Karl Friedrich Schinkel, ein bekannter deutscher Architekt, beeinflusste jedoch zweifellos das

Erscheinungsbild der Kirche. Darauf deutet die Tatsache hin, dass das Gebäude viele Merkmale des von Schinkel entworfenen Musterentwurfs „Normalkirche” aufweist.

Der Bau der Kirche wurde hingegen von Ernst Samuel Friebel geleitet. Von der Beteiligung Schinkels am Entwurf zeugt eine erhaltene Zeichnung der Orgelprospekt mit Relief, dessen Motiv sich im Musterbuch des Meisters für Handwerker und Künstler wiederfindet.

In den 1930er Jahren wurde die Kirche umgebaut, unter anderem wurde das Kirchenschiff erweitert, ein neues Presbyterium errichtet und der Turm erhöht, wobei jedoch die charakteristischen Schinkel-Elemente erhalten blieben. Im Laufe des 20. Jahrhunderts wurde das Innere mehrfach an die geltenden Vorgaben angepasst, unter anderem an die nachkonziliare Liturgie.

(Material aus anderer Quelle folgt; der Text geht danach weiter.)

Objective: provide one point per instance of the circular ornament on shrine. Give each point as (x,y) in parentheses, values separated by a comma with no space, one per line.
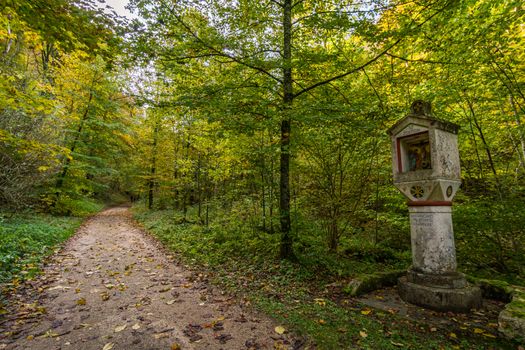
(417,191)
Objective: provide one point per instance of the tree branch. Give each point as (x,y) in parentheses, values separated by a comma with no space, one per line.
(324,82)
(219,52)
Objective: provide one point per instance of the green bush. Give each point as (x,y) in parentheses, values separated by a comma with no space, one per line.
(26,239)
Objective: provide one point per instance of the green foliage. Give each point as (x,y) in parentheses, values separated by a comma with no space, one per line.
(243,260)
(25,239)
(489,238)
(79,207)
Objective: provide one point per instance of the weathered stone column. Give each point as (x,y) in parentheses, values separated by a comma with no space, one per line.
(426,169)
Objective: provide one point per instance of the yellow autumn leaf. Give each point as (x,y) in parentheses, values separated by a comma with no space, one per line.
(120,328)
(280,330)
(108,346)
(320,301)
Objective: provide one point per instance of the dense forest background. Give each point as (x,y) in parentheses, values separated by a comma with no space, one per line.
(261,125)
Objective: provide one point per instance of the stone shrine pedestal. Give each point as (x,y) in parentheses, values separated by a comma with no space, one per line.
(426,169)
(433,281)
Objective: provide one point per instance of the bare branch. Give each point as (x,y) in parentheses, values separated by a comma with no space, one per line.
(219,52)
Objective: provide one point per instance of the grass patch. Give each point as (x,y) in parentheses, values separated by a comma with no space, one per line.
(25,239)
(243,261)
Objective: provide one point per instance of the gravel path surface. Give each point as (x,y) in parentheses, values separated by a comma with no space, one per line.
(113,287)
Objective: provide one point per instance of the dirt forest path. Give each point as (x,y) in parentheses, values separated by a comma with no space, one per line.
(112,287)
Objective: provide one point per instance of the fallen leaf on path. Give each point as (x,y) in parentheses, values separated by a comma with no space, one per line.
(161,335)
(223,338)
(280,330)
(120,328)
(59,287)
(108,346)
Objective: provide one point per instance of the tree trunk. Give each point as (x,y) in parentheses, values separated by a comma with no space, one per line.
(63,174)
(153,170)
(284,184)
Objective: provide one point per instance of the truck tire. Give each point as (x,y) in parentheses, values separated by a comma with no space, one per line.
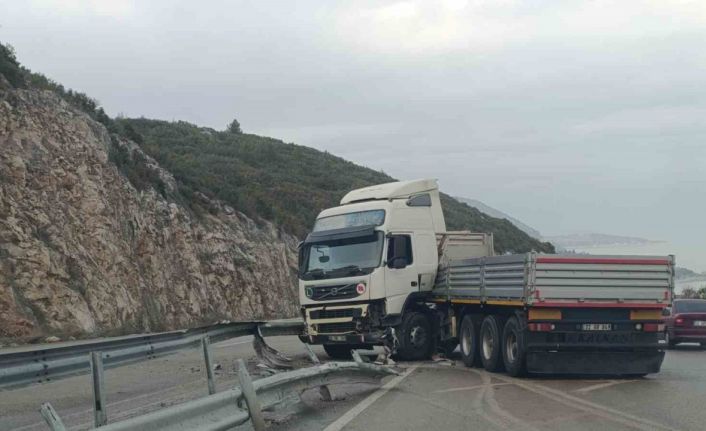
(339,351)
(513,348)
(414,336)
(490,343)
(468,339)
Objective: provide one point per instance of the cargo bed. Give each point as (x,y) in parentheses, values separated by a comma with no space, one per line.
(541,280)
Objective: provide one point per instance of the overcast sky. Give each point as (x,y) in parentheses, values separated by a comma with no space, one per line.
(573,116)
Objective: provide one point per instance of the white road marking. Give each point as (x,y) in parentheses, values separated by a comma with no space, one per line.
(367,402)
(468,388)
(602,385)
(582,404)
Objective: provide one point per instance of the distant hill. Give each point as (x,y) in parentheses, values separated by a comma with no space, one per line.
(501,215)
(582,240)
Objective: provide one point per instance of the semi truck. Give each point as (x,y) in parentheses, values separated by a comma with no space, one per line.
(381,266)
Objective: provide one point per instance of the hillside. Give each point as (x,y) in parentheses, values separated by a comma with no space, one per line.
(285,183)
(110,226)
(581,240)
(534,233)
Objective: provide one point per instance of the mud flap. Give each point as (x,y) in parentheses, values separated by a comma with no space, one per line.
(596,363)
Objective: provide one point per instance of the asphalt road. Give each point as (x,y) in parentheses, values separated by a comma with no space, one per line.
(427,396)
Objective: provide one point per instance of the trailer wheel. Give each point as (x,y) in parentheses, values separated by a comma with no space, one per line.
(513,348)
(490,343)
(414,336)
(468,339)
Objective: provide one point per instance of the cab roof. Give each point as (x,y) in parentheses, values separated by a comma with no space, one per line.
(396,190)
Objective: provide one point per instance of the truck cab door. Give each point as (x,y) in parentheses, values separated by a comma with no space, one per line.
(401,275)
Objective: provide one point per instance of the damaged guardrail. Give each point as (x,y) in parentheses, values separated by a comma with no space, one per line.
(234,407)
(56,362)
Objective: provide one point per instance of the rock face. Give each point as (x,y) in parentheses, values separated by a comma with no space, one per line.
(82,252)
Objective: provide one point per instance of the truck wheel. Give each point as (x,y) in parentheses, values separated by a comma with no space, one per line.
(513,348)
(468,338)
(339,351)
(414,336)
(490,342)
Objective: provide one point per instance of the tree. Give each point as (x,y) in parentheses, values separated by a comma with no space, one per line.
(234,127)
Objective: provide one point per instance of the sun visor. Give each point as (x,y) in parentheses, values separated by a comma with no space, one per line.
(343,233)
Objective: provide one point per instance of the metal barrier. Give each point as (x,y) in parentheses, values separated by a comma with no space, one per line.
(56,362)
(224,410)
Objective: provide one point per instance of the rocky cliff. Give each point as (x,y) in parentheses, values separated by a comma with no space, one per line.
(83,252)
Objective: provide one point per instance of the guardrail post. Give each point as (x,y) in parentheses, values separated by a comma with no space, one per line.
(324,391)
(206,345)
(312,355)
(52,417)
(250,396)
(100,416)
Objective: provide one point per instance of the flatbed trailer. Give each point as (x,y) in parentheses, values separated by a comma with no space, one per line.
(578,314)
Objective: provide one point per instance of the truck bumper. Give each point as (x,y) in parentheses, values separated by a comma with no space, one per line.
(595,362)
(368,338)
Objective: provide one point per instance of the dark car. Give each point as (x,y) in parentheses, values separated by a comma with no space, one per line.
(685,322)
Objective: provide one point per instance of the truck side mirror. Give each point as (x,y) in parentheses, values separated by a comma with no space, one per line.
(398,262)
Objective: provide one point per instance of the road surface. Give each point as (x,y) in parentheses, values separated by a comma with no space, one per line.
(427,396)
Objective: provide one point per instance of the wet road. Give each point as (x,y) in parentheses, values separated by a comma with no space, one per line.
(435,396)
(427,396)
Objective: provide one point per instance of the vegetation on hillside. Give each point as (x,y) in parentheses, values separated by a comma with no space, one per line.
(264,178)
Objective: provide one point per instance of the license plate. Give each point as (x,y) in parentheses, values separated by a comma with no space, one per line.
(596,326)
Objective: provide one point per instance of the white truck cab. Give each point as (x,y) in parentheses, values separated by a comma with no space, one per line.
(366,259)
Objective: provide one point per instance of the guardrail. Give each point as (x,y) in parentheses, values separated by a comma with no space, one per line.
(55,362)
(234,407)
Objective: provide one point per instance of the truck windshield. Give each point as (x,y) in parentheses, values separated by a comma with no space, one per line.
(341,258)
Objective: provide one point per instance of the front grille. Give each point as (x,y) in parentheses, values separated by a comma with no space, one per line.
(333,314)
(335,328)
(327,293)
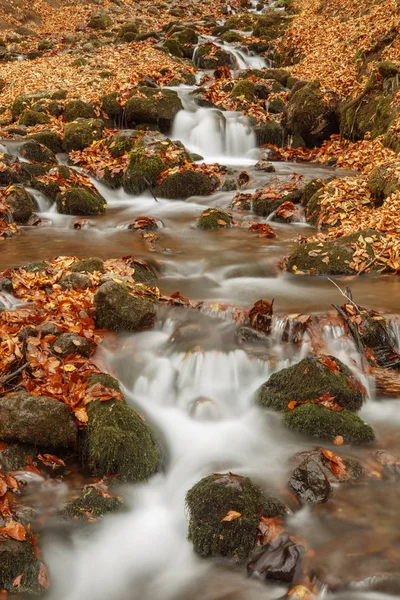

Im Jahr 2012 wurde jedoch der ursprüngliche Charakter der Kirche in Siołkowice wiederhergestellt, die Altäre und die Kanzel wurden rekonstruiert und die Kassettendecke der Kirche wurde mit einer Dekoration versehen, die an das ursprüngliche Interieur anknüpft. Im Jahr 2020 wurde Kirche des heiligen

Erzengels Michael in Alt Schalkowitz in den neu geschaffenen Oppelner Architekturpfad von K.F. Schinkel aufgenommen.